Will IITs, IIMs fall victim to poaching by foreign universities?
Hemali Chhapia, TNN, Mar 16, 2010, 02.51am IST

MUMBAI: In 2008, when Atlanta-based Georgia Tech University bought 250 acres of land in Hyderabad it left many gaping. It did something even more astonishing shortly afterwards: it invited its own faculty members to quit their jobs and consider moving to India.

A professor in the computer science department of the university told TOI: ‘‘Each one of us got a formal note. Even more amazingly, he added, all of us were offered the same salary that we were getting in Georgia. It was clearly an offer very few would even think of refusing; given the cost of living in India, it would straightaway translate into a fortune, if not a killing.’’

The note read, ‘‘Those who take a transfer to Hyderabad, or are recruited for the India campus, will be offered the same dollar salary compensation that is paid in Georgia.’’

This is not a unique case though. Quite a few American and European universities, which have plans of setting up a campus in India, have sent out similar messages to their teaching staff.

With the government paving the way for foreign universities to set up campuses in India, it can only mean one thing: poorly-paid academic superstars of the country’s top institutes can finally expect to get value for their worship. In other words, lowly-paid teachers will be poached.
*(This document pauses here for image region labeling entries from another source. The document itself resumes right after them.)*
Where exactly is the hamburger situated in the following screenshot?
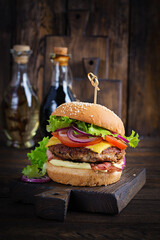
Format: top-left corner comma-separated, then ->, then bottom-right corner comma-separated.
45,102 -> 139,187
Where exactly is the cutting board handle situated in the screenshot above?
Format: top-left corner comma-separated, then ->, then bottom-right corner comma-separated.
35,187 -> 71,221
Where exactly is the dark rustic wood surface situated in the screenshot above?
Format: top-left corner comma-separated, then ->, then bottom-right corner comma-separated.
10,167 -> 146,221
0,139 -> 160,240
0,0 -> 160,136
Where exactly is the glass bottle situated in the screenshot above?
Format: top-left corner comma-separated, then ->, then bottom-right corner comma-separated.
40,47 -> 76,136
2,45 -> 39,148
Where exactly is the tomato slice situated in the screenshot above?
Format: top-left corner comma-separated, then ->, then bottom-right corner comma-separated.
52,130 -> 102,147
105,135 -> 127,149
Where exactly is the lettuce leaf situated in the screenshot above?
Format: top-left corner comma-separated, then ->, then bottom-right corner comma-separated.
47,116 -> 140,148
22,137 -> 49,178
124,130 -> 140,148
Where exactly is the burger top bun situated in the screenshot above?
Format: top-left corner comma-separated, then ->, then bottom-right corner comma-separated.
52,102 -> 125,135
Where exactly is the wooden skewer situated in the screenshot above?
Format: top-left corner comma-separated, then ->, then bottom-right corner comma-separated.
88,72 -> 100,104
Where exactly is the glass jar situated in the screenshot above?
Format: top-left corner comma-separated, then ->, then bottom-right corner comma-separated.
2,45 -> 39,148
40,47 -> 76,136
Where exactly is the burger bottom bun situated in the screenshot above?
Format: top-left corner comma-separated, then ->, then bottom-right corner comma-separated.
47,161 -> 122,187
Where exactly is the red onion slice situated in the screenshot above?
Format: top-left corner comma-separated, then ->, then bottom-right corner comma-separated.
122,157 -> 126,170
117,135 -> 129,143
55,127 -> 70,132
21,175 -> 51,183
67,128 -> 97,143
72,125 -> 94,137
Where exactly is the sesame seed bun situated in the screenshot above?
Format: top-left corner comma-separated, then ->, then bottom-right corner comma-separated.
52,102 -> 125,135
47,161 -> 122,187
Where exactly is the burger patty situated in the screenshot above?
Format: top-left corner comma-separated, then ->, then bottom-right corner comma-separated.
49,144 -> 125,163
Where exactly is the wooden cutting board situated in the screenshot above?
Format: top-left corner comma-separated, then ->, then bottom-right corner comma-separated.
10,168 -> 146,221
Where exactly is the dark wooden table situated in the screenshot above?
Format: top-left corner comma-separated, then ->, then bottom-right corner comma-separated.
0,136 -> 160,240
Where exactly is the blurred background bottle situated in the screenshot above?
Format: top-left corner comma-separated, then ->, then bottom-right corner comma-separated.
2,45 -> 39,148
40,47 -> 76,136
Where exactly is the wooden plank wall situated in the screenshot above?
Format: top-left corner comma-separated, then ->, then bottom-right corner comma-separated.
0,0 -> 160,137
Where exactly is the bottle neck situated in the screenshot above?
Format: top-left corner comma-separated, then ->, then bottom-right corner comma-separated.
11,62 -> 29,86
51,62 -> 68,88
Three American academics L Rumbley, I Pacheco and Philip Altbach, who drew up a chart, found that Saudi Arabia paid its professors the highest on an average —$6,611, followed by Canada at $6,548 and United States at $5,816 per month. India, on the other hand, pays only — $1,547.

S Biswas, dean of academic affairs at the Indian Institute of Technology-Bombay said, ‘‘I gave up a high-paying job in the US and came to teach here. A lot of us will not merely join a foreign university for the pay. The university has to have a complete environment: from bright students to well equipped labs, to high end research facilities to independence that they will give professors.